Loads of good explaining, with reminders, time and again, of how much remains unknown, neatly putting the death of science...

Bryson (I'm a Stranger Here Myself, 1999, etc.), a man who knows how to track down an explanation and make it confess, asks the hard questions of science—e.g., how did things get to be the way they are?—and, when possible, provides answers.
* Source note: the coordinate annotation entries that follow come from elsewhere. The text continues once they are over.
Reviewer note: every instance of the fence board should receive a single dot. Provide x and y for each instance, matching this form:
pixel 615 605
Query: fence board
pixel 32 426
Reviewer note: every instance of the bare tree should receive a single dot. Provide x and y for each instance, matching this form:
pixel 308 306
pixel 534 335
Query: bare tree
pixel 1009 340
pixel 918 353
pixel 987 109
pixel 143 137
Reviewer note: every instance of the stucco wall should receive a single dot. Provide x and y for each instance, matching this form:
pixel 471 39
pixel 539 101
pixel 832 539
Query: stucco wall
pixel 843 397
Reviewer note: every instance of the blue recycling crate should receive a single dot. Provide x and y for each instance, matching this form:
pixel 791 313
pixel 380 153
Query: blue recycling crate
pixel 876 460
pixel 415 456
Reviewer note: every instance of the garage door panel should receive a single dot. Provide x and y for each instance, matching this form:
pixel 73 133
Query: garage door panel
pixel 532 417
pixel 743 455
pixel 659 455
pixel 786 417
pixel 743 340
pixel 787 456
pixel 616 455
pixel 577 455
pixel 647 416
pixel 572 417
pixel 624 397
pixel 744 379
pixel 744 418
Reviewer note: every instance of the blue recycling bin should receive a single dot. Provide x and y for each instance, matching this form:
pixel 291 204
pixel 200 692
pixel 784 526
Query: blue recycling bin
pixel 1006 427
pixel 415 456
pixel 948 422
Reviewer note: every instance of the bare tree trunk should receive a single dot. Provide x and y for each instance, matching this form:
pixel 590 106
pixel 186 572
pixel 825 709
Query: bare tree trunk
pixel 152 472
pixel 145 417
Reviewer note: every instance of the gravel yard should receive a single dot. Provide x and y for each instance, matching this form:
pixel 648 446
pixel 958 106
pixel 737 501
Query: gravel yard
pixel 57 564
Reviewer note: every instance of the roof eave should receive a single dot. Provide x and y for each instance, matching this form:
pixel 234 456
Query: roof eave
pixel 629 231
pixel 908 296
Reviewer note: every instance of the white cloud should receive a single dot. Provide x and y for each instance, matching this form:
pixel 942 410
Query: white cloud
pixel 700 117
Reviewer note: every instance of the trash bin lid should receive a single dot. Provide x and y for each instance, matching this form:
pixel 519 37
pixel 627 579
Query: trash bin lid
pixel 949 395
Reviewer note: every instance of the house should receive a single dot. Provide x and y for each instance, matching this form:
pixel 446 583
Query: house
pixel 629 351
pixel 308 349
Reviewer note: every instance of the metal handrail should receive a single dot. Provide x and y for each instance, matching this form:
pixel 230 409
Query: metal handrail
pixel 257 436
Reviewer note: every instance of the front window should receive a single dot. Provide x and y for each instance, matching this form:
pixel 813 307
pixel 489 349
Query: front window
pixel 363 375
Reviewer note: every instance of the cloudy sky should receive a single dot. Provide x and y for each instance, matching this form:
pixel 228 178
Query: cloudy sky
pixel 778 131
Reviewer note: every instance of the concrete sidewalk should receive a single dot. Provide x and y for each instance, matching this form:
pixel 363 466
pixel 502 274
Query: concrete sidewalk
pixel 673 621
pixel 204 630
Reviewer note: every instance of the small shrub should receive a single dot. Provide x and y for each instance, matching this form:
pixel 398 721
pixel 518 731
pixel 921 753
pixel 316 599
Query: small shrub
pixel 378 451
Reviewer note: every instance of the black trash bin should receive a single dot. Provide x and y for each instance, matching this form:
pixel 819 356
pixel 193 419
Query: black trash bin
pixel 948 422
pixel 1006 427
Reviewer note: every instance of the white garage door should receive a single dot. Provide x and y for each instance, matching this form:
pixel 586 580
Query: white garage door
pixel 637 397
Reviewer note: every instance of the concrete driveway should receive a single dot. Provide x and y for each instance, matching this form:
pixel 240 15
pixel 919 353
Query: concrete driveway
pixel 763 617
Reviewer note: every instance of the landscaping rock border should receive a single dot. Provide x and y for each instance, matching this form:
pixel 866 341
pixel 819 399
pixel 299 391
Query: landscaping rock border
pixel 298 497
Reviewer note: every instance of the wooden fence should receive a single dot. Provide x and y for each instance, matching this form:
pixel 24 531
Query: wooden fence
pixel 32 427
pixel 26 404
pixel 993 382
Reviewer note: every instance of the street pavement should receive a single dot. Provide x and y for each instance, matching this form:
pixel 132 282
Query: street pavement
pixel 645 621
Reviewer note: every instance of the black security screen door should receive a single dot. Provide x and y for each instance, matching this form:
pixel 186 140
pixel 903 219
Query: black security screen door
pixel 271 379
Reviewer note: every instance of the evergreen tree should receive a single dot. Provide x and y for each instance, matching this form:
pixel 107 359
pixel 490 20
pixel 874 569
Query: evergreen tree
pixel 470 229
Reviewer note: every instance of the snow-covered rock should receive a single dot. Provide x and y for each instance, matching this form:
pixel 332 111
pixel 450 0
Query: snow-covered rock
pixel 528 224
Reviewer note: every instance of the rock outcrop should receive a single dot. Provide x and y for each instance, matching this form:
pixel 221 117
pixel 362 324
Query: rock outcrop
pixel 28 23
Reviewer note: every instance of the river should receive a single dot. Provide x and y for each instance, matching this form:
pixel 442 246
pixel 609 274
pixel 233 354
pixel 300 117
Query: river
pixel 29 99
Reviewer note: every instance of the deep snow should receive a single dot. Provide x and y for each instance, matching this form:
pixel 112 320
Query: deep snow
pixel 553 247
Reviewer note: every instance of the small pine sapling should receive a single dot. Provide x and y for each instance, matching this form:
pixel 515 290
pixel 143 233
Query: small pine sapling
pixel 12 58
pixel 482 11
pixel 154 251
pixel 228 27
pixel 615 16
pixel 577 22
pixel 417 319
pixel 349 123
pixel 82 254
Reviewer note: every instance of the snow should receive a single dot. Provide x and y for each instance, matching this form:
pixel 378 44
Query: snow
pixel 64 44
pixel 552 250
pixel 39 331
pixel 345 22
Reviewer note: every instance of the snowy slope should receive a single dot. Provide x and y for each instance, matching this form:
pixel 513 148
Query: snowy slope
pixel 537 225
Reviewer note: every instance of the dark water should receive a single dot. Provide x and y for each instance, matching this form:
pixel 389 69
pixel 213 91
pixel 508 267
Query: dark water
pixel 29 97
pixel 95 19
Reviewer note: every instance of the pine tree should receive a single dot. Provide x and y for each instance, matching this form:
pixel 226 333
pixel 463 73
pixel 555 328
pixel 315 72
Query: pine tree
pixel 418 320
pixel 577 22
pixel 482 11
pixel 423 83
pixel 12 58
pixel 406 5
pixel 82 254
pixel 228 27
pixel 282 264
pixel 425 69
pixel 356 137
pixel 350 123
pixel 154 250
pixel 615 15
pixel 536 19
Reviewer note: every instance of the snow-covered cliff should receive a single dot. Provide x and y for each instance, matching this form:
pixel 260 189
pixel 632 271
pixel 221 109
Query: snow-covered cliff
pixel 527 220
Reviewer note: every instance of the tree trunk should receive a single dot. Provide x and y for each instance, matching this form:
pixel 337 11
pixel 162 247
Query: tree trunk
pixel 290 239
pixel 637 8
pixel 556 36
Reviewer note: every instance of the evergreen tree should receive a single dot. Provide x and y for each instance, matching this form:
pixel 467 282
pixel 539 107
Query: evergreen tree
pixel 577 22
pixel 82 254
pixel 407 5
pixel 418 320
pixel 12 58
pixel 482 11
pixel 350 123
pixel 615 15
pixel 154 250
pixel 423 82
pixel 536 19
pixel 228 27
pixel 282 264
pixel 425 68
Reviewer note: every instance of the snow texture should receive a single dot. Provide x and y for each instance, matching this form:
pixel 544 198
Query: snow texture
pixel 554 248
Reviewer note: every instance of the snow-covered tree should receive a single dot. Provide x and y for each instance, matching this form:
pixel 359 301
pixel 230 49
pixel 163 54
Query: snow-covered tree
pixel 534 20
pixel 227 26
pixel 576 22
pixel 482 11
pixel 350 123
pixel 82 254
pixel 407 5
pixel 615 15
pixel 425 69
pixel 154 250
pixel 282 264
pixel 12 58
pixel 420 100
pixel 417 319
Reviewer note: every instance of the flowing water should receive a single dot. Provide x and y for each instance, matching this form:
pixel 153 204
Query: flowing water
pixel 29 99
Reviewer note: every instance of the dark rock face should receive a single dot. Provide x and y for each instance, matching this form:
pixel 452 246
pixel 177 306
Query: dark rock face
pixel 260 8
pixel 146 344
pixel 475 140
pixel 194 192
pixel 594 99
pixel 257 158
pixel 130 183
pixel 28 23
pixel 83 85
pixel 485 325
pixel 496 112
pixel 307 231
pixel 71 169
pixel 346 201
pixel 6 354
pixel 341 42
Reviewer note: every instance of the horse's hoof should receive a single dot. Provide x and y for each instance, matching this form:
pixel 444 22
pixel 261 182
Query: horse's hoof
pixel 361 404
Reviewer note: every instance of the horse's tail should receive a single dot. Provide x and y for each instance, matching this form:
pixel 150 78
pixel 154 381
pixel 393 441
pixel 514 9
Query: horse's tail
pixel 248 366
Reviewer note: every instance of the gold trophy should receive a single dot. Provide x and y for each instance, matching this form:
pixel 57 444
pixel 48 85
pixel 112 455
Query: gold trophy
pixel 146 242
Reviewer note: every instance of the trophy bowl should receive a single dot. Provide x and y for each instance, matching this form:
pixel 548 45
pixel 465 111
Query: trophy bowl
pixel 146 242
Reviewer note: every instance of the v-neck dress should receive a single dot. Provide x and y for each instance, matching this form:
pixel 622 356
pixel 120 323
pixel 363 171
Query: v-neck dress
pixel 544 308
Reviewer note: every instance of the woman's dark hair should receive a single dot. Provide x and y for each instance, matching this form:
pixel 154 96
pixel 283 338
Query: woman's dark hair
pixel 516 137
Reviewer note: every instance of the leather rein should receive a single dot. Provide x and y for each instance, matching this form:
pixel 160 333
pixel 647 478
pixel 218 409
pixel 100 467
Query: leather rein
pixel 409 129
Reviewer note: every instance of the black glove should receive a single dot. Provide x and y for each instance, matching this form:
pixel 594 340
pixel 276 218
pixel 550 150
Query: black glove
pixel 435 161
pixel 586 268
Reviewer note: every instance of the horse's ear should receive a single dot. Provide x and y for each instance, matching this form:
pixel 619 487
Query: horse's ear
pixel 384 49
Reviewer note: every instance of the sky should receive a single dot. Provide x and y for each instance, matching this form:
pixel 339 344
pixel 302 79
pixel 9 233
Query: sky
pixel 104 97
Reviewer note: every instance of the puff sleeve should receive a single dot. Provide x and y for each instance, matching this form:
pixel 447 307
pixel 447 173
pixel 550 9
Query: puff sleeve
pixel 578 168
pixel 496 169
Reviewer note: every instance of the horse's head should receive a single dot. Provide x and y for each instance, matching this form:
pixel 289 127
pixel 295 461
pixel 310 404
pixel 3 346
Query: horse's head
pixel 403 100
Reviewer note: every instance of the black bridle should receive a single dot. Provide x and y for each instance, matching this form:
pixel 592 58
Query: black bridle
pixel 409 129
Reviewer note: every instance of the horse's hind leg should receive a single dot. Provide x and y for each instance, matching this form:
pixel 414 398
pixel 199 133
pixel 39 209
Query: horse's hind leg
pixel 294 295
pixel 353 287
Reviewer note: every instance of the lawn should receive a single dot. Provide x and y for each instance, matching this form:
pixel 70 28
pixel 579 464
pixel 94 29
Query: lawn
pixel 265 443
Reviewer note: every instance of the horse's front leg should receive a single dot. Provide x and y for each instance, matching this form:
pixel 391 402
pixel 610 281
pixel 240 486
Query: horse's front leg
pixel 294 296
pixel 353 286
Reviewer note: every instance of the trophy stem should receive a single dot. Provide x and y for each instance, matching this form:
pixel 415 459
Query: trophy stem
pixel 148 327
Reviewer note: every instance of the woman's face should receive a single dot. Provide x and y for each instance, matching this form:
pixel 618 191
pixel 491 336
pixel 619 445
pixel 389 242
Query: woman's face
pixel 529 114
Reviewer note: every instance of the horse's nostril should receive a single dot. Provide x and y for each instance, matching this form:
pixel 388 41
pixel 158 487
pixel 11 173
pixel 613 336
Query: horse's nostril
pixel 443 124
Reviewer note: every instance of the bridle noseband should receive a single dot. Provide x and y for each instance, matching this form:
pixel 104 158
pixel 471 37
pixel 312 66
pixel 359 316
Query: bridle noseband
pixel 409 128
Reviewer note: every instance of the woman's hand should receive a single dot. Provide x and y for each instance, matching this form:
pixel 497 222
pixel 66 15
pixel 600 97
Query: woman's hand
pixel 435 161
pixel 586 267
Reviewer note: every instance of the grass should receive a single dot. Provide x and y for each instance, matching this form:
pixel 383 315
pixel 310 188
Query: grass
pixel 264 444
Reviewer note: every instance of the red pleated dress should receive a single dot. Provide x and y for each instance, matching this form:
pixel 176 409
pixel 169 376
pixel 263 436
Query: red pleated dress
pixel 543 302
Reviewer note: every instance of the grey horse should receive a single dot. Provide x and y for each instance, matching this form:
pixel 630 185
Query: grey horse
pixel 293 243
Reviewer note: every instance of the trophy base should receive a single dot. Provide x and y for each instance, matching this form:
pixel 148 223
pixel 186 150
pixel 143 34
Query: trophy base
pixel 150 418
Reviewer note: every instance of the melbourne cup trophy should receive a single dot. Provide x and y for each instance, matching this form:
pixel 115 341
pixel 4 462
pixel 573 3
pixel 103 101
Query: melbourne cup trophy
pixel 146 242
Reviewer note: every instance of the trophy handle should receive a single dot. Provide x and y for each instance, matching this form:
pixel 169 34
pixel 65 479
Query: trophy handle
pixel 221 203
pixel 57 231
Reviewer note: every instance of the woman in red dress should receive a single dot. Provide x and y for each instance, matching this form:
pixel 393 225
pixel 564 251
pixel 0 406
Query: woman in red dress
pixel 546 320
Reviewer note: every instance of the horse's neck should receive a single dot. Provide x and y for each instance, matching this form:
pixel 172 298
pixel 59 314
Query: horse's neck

As he once went about making English intelligible, Bryson now attempts the same with the great moments of science, both the ideas themselves and their genesis, to resounding success. Piqued by his own ignorance on these matters, he’s egged on even more so by the people who’ve figured out—or think they’ve figured out—such things as what is in the center of the Earth. So he goes exploring, in the library and in company with scientists at work today, to get a grip on a range of topics from subatomic particles to cosmology. The aim is to deliver reports on these subjects in terms anyone can understand, and for the most part, it works. The most difficult is the nonintuitive material—time as part of space, say, or proteins inventing themselves spontaneously, without direction—and the quantum leaps unusual minds have made: as J.B.S. Haldane once put it, “The universe is not only queerer than we suppose; it is queerer than we can suppose.” Mostly, though, Bryson renders clear the evolution of continental drift, atomic structure, singularity, the extinction of the dinosaur, and a mighty host of other subjects in self-contained chapters that can be taken at a bite, rather than read wholesale. He delivers the human-interest angle on the scientists, and he keeps the reader laughing and willing to forge ahead, even over their heads: the human body, for instance, harboring enough energy “to explode with the force of thirty very large hydrogen bombs, assuming you knew how to liberate it and really wished to make a point.”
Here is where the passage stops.